My third book is released next month and I’ll be on the promotion trail once again.

Back in 2007, when I finished my first novel, my publicist booked loads of spots for me on radio stations and TV shows, in newspapers and even in the glossy women’s mags, but at the time I just wasn’t getting enough sleep to be grateful for all the coverage.

There were my three children all under the age of four, one of whom was a newborn baby who needed three-hourly feeds and to be transported from interview to interview in his bucket. Most days I was in a fog of heightened anxiety, clawing desperately for more sleep (if you can imagine combining two such diametrically opposed states). I can still remember telling my next-door neighbour over the side fence that I was going on one of those national morning television shows the following day and that I’d decided I wasn’t going to shower beforehand, my excuse being that the need to be in a car around 5 a.m. and on air first thing with a baby in tow didn’t allow time for basic hygiene. My neighbour, though, raised an eyebrow and gently suggested that a quick scrub at 4.45 might be nice if I could manage it.

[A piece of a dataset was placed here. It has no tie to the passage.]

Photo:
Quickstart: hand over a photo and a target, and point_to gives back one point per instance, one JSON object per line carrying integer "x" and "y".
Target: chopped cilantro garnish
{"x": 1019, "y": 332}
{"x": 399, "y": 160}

The scariest part of this intense period of my life (apart from scouring the press for reviews) was the melting sensation I’d have when the camera started rolling or the radio interview “live-on-air” light flashed red. In the few quiet seconds before a response was required I seemed to be fighting my way through an internal din of static that gave no room for coherent thought. This in turn led to a sort of stage-fright. I was terrified I’d turn into a speechless wreck when combatting the interviewer’s left-of-field questions. But now if I listen to or view the recordings from that crazy time, the outward signs of the inner turmoil seem almost unnoticeable (er, except for that one time, but let’s not go there).

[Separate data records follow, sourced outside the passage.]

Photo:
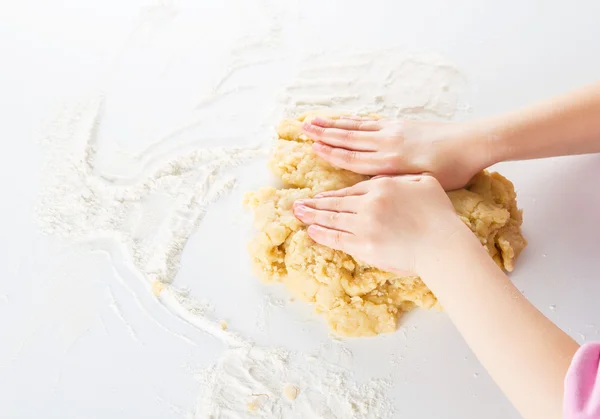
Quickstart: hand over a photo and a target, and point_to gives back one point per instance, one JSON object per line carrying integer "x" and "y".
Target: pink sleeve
{"x": 582, "y": 384}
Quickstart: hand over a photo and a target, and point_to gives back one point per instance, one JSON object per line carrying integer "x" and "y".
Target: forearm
{"x": 566, "y": 125}
{"x": 524, "y": 352}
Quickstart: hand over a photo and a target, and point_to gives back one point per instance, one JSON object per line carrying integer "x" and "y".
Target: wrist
{"x": 453, "y": 251}
{"x": 485, "y": 144}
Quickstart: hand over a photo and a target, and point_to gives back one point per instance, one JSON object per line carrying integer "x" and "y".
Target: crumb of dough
{"x": 255, "y": 402}
{"x": 357, "y": 299}
{"x": 157, "y": 287}
{"x": 290, "y": 391}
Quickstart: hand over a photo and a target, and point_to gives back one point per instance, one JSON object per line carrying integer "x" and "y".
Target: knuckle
{"x": 350, "y": 156}
{"x": 337, "y": 238}
{"x": 334, "y": 217}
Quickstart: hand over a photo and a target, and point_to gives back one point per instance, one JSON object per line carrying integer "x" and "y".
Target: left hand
{"x": 391, "y": 223}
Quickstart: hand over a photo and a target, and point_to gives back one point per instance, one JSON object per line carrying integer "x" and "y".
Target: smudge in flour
{"x": 150, "y": 216}
{"x": 114, "y": 306}
{"x": 388, "y": 82}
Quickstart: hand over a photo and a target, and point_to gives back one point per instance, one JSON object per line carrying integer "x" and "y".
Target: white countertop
{"x": 78, "y": 341}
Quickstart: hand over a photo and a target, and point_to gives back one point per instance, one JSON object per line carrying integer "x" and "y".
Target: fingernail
{"x": 313, "y": 229}
{"x": 300, "y": 210}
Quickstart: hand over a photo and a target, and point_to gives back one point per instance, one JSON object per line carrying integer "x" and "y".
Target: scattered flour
{"x": 149, "y": 217}
{"x": 256, "y": 380}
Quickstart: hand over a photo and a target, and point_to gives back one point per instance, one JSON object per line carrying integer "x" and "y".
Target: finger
{"x": 342, "y": 221}
{"x": 355, "y": 140}
{"x": 348, "y": 124}
{"x": 339, "y": 240}
{"x": 360, "y": 188}
{"x": 358, "y": 118}
{"x": 363, "y": 162}
{"x": 346, "y": 204}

One memorable morning I had to do a radio interview in my car via phone, and I hoped that baby, stowed in back, would reserve his noises for after. The producer called at the scheduled on-air time and wham, a thunderstorm hit, complete with lightning and hail stones like Auks’ eggs. We took shelter under a bridge, that is, all of us except the radio producer who was in sunny Canberra and who thought that both the hailstones ricocheting off the bonnet and the baby’s screams made for graphic radio realism. Then there was the other time I had baby in a pouch and was grabbing some much-needed groceries at the local supermarket, having completely forgotten a live radio interview that had been scheduled for that very time. Somewhere in the dim recesses of memory an alarm bell started ringing as I stood at the checkout. I desperately grabbed for the phone, only to be greeted by an icon indicating next to zero battery charge just as the producer called and cheerily enquired if I was ‘all set?’

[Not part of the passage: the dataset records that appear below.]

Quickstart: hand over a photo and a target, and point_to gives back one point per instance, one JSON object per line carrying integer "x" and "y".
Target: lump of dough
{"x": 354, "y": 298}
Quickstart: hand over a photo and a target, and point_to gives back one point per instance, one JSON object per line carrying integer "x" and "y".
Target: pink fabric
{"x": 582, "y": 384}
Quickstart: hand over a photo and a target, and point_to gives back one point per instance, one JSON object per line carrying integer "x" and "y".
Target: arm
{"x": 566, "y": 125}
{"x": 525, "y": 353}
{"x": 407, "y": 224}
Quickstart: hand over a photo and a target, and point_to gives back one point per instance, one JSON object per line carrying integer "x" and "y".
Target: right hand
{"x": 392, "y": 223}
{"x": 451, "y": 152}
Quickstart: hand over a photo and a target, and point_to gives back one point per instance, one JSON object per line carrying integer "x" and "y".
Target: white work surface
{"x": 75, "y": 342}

The promotion of my first children’s book took me to the Somerset Festival in Queensland last year. Somerset is the biggest children’s literature festival in the country and attracts some excellent authors from across the globe. I found myself in libraries, chatting in the green room with other authors and talking before hundreds of school students of all ages in a variety of different situations from marquee tents to classrooms to lunch tables. To be surrounded by so many reading enthusiasts and great authors was a thoroughly enriching if exhausting experience. My festival stint ended all too abruptly. I was standing side of stage ready to go on when my publicist appeared, breathless and slightly pale. “Let’s go,” she mouthed. “Your flight’s been cancelled. I’ve had to squeeze you onto another one but we may not make it.” I had warned her so many times in the preceding days that it was imperative I get on my morning flight home on the final day so that I could be on time to collect my kids, who would all be waiting for me at the other end. I’d gone on about it so much that she had begged me over wine and peanuts in the hotel bar to stop. “What about the audience?” I mouthed back. But there was no time. We sprinted to a waiting car, across town to the airport and straight to check in. Luckily all I had to declare was hand luggage and a dry mouth.

So here I am, about to release my next book, and I’m assured that this time it will be considerably less hectic. Yet even as I write these words a problem arises to prove how hollow they are: how am I going to get away from my shoot tomorrow in time to collect my kids from their holiday camp? When next I write I’ll let you know how I manage my Houdini trick of being in two places at the same time.